Former Erie-Lackawanna Business Car No. 1, parked on one of the turntable leads in Warwick (the table bridge arch can be seen to the right).
The car had been bought by actor Richard B. Shull (starred in the TV series 'Holmes and Yoyo' with John Shuck in the mid-seventies); he arranged with the L&HR to set it up on their property as his 'East Coast' home. It was tied in to electric, water, sewer, and telephone, and resided here for a half-dozen years or so, until 'C'-day. Conrail wasn't as friendly as the L&HR, and the car was moved out within a few weeks of April 1, 1976.
The 'ultimate' mobile home?
Twice a year the rails had to be inspected for internal flaws. The Sperry Rail Service maintained a fleet of self-propelled cars to do this under contract to the individual railroads. This is Sperry car 149 in what remains of the Warwick yards on a February day in the early eighties; by this time it was Conrail from Maybrook to Pelton Road. The Susquehanna owned the segment between Pelton Road and Spart Junction, and was running double-stack trains through Warwick.
After a day of rail inspections, the car would tie up for the night, usually wherever it happened to end up; a remote siding miles from anywhere wasn't unusual. Warwick wasn't too bad as a layover- Main Street was a short two blocks behind the car.
Reading T-1 4-8-4 2102, disguised as D&H 302, stored for the winter- 1973.
As an added source of revenue (and because of its strategic location), the L&HR would often be utilized for storage of rail equipment- especially in the later years.

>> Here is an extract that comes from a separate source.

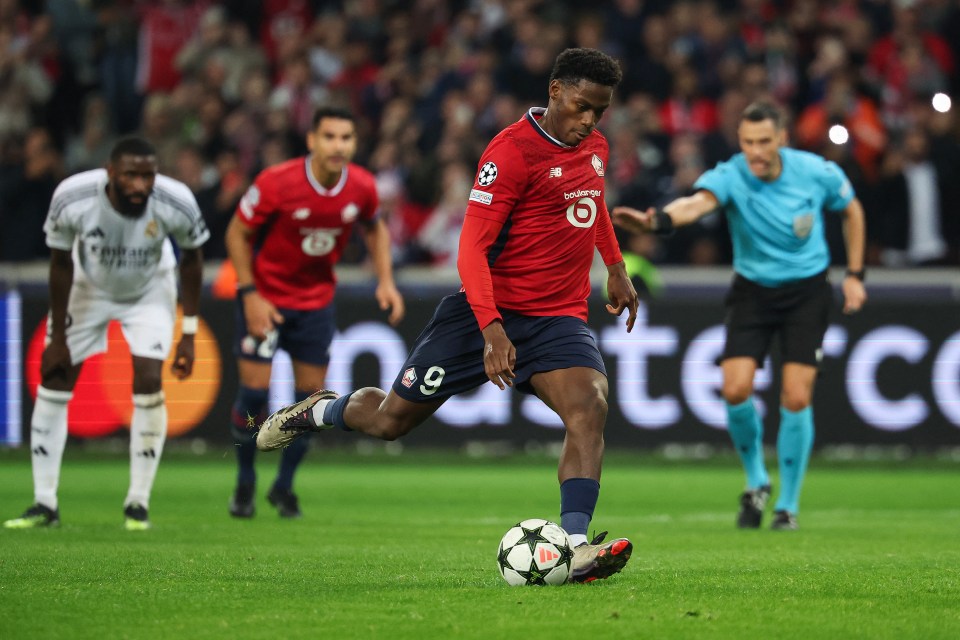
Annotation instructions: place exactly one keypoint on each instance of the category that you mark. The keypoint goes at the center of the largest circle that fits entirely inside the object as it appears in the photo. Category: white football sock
(318, 413)
(148, 432)
(48, 438)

In 1973, the Delaware & Hudson was celebrating its 150th birthday and wanted to go all out, with steam excursions over the system. Reading T-1 #2102 was given a cosmetic make-over to make it appear as much as possible like the D&H's classic K62 class 4-8-4's. Distinctive 'elephant ear' smoke deflectors were added, the headlight recessed into the smokebox door, trademark 'frog-eye' class lights added, and paint and trim turned it into a credible stand-in for D&H 302.

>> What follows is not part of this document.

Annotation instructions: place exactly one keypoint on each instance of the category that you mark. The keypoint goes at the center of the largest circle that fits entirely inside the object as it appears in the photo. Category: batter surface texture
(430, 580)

After the excursion season, it was moved with its auxiliary tender to Warwick and stored, dead, for the winter. It spent most of this time parked in front of the lumber shed, where this shot was taken looking toward the shop building and parked C-420's.
Being a 'bridge line' didn't just mean freight. Case in point:
The Baldwin Locomotive Works was located in Philadelphia. The eastern end of the New Haven was Maybrook. How better to deliver new locomotives from Baldwin to the NH than over the L&HR?

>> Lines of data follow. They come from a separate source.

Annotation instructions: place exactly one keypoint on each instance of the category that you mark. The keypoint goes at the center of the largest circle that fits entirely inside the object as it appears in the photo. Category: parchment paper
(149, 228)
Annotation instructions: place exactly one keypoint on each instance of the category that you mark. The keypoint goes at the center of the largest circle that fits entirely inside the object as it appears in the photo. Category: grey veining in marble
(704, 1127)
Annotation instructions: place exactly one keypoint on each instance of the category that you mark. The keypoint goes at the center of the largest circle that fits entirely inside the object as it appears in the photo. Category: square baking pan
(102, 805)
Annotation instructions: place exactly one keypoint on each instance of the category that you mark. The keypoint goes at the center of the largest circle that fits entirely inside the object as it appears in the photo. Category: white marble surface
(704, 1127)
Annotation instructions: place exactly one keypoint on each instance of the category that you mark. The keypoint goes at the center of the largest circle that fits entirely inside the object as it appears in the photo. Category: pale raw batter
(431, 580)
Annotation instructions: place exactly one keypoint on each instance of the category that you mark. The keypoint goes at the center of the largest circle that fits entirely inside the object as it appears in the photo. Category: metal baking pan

In 1937, the New Haven bought ten semi-streamlined 4-6-4's from Baldwin, specifically to handle heavy passenger trains on fast schedules on its Shore Line between New Haven and Boston. They were dubbed Shoreliners by the railroad, and were very handsome pieces of machinery.
At the time, a friend (the late Milt Helt) was working at Warwick Auto- the local Chevrolet dealership, then located on Railroad Avenue across from the passenger station. This day, he happened to have his camera with him when he heard a 'foreign' whistle blowing for the Elm Street and Main Street crossings. He managed to get out to the street in time to get this 'grab shot' of one of the Shoreliners, apparently being delivered to the New Haven as a deadhead move.
This was probably late spring- early summer 1937. The L&HR was still in the passenger business, and the Station Green looks almost as manicured as a golf course!